We need more movies like “Top Gun: Maverick”

Arda Inegol, Web Editor

Pete “Maverick” Mitchell (Tom Cruise) attempts to escape the bombarded plant through a huge G-drop from a mountain. (Paramount Pictures)

Exactly 36 years after the release of its predecessor, “Top Gun,” which many consider a classic today, “Top Gun: Maverick” finally hit theaters after a two-year delay. Thrilling from start to finish, this blockbuster arrived on the big screen on Memorial Day weekend, and fans were thrilled to ‌see this highly-anticipated movie. After many superhero movies overwhelmed by aliens and space gloves, it was a breath of fresh air to see an old-fashioned blockbuster made with simplicity and good screenwriting. “Maverick” has grossed almost $1.4 billion at the box office, and that’s because, frankly, it’s better than the original.

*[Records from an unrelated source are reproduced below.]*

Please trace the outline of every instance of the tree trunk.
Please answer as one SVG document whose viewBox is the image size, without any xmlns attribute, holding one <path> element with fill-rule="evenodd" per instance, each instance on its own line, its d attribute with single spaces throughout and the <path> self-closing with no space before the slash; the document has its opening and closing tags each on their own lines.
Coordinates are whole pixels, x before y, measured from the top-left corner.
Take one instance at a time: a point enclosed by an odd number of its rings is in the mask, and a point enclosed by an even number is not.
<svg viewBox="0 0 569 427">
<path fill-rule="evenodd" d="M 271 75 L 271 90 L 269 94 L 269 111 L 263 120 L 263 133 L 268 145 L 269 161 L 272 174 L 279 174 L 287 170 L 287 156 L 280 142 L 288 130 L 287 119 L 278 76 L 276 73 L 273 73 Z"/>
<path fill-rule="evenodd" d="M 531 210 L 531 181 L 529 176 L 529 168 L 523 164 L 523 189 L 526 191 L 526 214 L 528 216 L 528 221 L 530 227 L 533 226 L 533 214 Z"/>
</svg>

After hearing that Paramount was making a sequel to “Top Gun,” I was not sure if they could successfully build on a classic from more than 35 years ago. Nonetheless, just after seeing the first trailer’s electrifying dogfight scenes, I knew I would be in for a treat.

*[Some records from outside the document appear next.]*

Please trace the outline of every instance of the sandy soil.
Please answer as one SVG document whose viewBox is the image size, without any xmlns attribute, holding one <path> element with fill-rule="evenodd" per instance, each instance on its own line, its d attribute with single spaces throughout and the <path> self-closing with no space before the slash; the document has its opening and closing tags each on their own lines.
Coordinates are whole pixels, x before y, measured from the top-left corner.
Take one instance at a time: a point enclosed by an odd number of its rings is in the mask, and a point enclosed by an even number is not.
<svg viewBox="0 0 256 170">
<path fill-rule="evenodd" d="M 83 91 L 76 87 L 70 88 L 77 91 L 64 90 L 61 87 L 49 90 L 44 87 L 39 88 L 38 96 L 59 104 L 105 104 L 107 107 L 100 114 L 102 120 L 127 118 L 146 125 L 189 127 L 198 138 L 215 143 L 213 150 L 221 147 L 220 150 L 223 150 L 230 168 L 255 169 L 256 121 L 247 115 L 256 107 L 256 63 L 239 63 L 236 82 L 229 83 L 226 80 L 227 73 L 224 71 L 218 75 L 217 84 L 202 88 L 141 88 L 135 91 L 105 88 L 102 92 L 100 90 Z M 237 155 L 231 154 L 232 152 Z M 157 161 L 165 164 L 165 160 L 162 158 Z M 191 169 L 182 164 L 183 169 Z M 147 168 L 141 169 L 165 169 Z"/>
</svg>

As the box office numbers prove, Tom Cruise, who returns as Pete “Maverick” Mitchell, is undisputedly one of the most successful and groundbreaking actors of all time. His resume speaks for itself — the “Mission: Impossible” franchise, “Risky Business,” “The Last Samurai” and “Edge of Tomorrow” — and proves his ability to create consistent box-office hits. In the case of “Top Gun: Maverick,” Cruise slides smoothly back into the starring role, almost like it was yesterday that he vied with Iceman and buried Goose. Just like in the original, Cruise performs his own stunts and his dedication to fly an actual plane at the end of the film furthers the movie’s realism and excites its viewers.

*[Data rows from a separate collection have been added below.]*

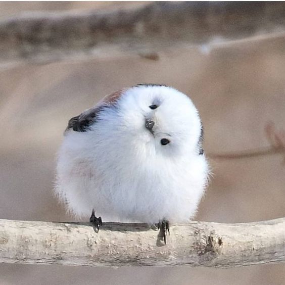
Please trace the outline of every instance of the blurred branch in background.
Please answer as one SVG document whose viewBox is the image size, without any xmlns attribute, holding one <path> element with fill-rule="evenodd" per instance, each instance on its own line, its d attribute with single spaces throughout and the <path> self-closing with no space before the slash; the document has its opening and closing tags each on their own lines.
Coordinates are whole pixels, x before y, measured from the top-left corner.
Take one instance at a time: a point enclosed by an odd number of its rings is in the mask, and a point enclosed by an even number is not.
<svg viewBox="0 0 285 285">
<path fill-rule="evenodd" d="M 284 2 L 158 2 L 105 12 L 33 12 L 0 22 L 0 63 L 126 53 L 157 59 L 157 52 L 168 48 L 284 32 Z"/>
<path fill-rule="evenodd" d="M 264 129 L 270 147 L 236 153 L 209 154 L 207 156 L 213 159 L 231 159 L 249 158 L 278 154 L 285 155 L 285 131 L 276 130 L 274 123 L 272 122 L 269 122 Z M 284 161 L 285 162 L 285 157 Z"/>
<path fill-rule="evenodd" d="M 229 267 L 285 261 L 285 218 L 173 225 L 166 245 L 145 224 L 0 220 L 0 262 Z"/>
</svg>

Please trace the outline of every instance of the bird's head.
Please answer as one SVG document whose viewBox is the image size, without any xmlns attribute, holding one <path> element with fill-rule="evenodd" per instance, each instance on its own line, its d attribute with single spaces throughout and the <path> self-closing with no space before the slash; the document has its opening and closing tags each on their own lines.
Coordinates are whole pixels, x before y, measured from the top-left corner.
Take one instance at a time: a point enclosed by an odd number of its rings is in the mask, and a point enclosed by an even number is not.
<svg viewBox="0 0 285 285">
<path fill-rule="evenodd" d="M 165 85 L 140 84 L 120 92 L 114 107 L 116 128 L 129 148 L 146 155 L 199 153 L 202 123 L 183 93 Z"/>
</svg>

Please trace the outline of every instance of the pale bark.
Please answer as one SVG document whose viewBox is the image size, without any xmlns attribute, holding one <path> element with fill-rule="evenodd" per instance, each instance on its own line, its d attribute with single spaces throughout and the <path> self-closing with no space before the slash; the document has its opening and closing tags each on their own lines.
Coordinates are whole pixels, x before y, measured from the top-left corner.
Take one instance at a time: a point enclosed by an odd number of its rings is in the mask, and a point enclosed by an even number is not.
<svg viewBox="0 0 285 285">
<path fill-rule="evenodd" d="M 135 54 L 285 31 L 284 2 L 159 2 L 135 9 L 25 14 L 0 22 L 0 63 Z"/>
<path fill-rule="evenodd" d="M 172 225 L 164 245 L 144 224 L 0 220 L 0 262 L 92 266 L 229 267 L 285 261 L 285 218 Z"/>
</svg>

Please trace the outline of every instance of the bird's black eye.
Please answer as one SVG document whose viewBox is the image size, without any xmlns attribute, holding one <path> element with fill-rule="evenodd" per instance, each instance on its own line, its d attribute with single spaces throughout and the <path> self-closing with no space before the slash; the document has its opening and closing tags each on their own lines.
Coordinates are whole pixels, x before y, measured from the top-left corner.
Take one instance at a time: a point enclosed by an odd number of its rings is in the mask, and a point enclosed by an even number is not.
<svg viewBox="0 0 285 285">
<path fill-rule="evenodd" d="M 160 143 L 163 146 L 165 146 L 166 145 L 168 145 L 168 144 L 169 144 L 169 142 L 170 142 L 170 141 L 169 139 L 167 139 L 167 138 L 162 138 L 160 140 Z"/>
<path fill-rule="evenodd" d="M 155 109 L 156 109 L 158 107 L 158 105 L 151 105 L 150 106 L 149 106 L 152 110 L 154 110 Z"/>
</svg>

Although Cruise’s acting is superb, the film has great performances all around. Penny, played by Jennifer Connelly, is Maverick’s newest love interest. She is supportive, understanding and, at times, hilarious, making the movie more heartfelt and fun. Granted, the performance that stands out the most is delivered by Miles Teller as Bradley “Rooster” Bradshaw. Rooster and Maverick’s relationship cleverly avoids the stereotypical brotherly wingman bond; initially, Rooster despises Maverick for pulling his papers from the Top Gun Academy. But of course, by the end of the film, Cruise and Teller comfortably form a father-son relationship. The bond Cruise and Teller develop on screen doesn’t feel cliché, it feels real — an effect that only a few movies successfully pull off.

Maverick (Tom Cruise) and Penny (Jennifer Connelly) ride a motorcycle through the roads of Southern California. (Paramount Pictures)

Director Joseph Kosinski’s sparing use of computer-generated imagery (CGI) sets “Maverick” apart from other modern action movies. In the movie, the actors fly actual planes and perform real stunts, conveying a unique sense of realism and emotionally immersing viewers. Towards the end of the film, Maverick and Rooster hug each other with a sense of compassion, and the warmth of the scene permeates the theater. Kosinski flourishes where most modern films struggle; the moment feels perfectly natural. The film’s elegance lies in its simplicity and relatability: “Maverick” is a welcome reminder that thoughtful acting and writing  — not technology — can turn our seats into fighter jet cockpits.